Question: The post I created yesterday has a calculation of the likelihood of a 10-game streak for two hitters — one who was consistently a 300 hitter and the other who was 200 against right handers and 400 against left handers. The analysis was based on the assumption that outcomes at the plate are identical and independently distributed (iid)? Also, the analysis is based on the assumption that hitting outcomes from all days are independent and identically distributed.
The post created yesterday:
In the real world at-bat appearances and games are not iid. Do you anticipate that the actual likelihood of a hitting streak will be lower or higher than the estimate obtained under the assumption that outcome of at-bats and outcomes across games are iid and binomially distributed.

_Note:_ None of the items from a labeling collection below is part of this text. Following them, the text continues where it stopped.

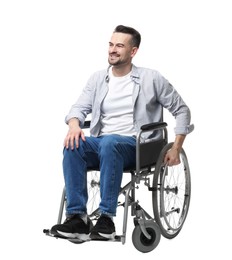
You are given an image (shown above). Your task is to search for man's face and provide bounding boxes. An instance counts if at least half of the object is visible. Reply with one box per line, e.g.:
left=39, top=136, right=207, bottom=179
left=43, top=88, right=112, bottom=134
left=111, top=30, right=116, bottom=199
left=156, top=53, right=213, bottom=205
left=108, top=33, right=137, bottom=66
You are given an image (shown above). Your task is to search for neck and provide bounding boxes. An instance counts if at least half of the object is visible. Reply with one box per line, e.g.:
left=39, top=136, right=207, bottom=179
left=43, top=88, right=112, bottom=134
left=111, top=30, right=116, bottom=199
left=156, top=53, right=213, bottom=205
left=112, top=63, right=132, bottom=77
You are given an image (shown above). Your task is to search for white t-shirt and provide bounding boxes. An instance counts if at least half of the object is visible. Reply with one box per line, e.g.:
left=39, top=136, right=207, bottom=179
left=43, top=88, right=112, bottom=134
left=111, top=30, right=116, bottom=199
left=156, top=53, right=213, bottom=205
left=101, top=67, right=136, bottom=136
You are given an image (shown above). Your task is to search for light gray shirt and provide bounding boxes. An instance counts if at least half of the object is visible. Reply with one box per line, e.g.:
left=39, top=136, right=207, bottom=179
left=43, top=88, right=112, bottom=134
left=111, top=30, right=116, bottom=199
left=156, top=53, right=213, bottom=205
left=65, top=65, right=194, bottom=136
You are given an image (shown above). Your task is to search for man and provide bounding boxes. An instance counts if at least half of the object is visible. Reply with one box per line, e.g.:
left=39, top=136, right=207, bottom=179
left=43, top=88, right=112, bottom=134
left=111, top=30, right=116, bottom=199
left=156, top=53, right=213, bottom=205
left=51, top=25, right=193, bottom=240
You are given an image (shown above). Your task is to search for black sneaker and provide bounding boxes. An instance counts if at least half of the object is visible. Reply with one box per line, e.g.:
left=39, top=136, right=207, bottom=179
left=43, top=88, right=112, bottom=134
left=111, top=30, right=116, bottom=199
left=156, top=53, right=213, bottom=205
left=51, top=215, right=93, bottom=241
left=90, top=215, right=115, bottom=240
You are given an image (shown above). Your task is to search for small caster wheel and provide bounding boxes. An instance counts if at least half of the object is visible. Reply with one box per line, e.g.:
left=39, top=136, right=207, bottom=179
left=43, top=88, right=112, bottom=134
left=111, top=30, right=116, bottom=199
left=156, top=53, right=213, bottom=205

What other factors could affect the actual likelihood of a 10-game streak?
Answer: Pitchers vary in quality and effectiveness. Hitters should get a disproportionately high number of hits in games where they face ineffective pitchers and a disproportionately low number of hits when they face hitters who are relatively strong.
I have posted some data that supports this hypothesis.
Over a 16-game stretch Tony Gwynn hit 0.347 and had four games with zero hits. We compare this observed number of 0 hit games to the expected number of zero hit games over a 16-game period.
What is the likelihood that a 347 hitter will have 0 hits in a game?
if at-bats are iid and binomially distributed this probability is 0.18.
The expected number of 0 hit games over a 16 game stretch (again based on iid and binomially distributed)
is 16 x 0.18, which is 2.88. The expected number of 0 hit games is less than the actual number (2.88<4).
This suggests that the actual likelihood of a 10-game streak is lower than the likelihood that one calculates based on the assumption that at-bats and games are binomial and iid.
The likelihood calculations in the post written yesterday are based on the assumption of 4 at bats per game. In some games, the number of at bats is larger than 4 and in others less than 4. The variability in the number of at bats should result in a higher likelihood of no hits in some games and should decrease the likelihood of a streak.
Actually, only 4 games with not hits over a 16 game period is pretty good. This is probably because Tony Gwynn was a clutch hitter. A 347 batting average is astounding but not all 347 hitters are equal. There are few players I would rather have at the plate in a situation where my team is down by a run late in the game.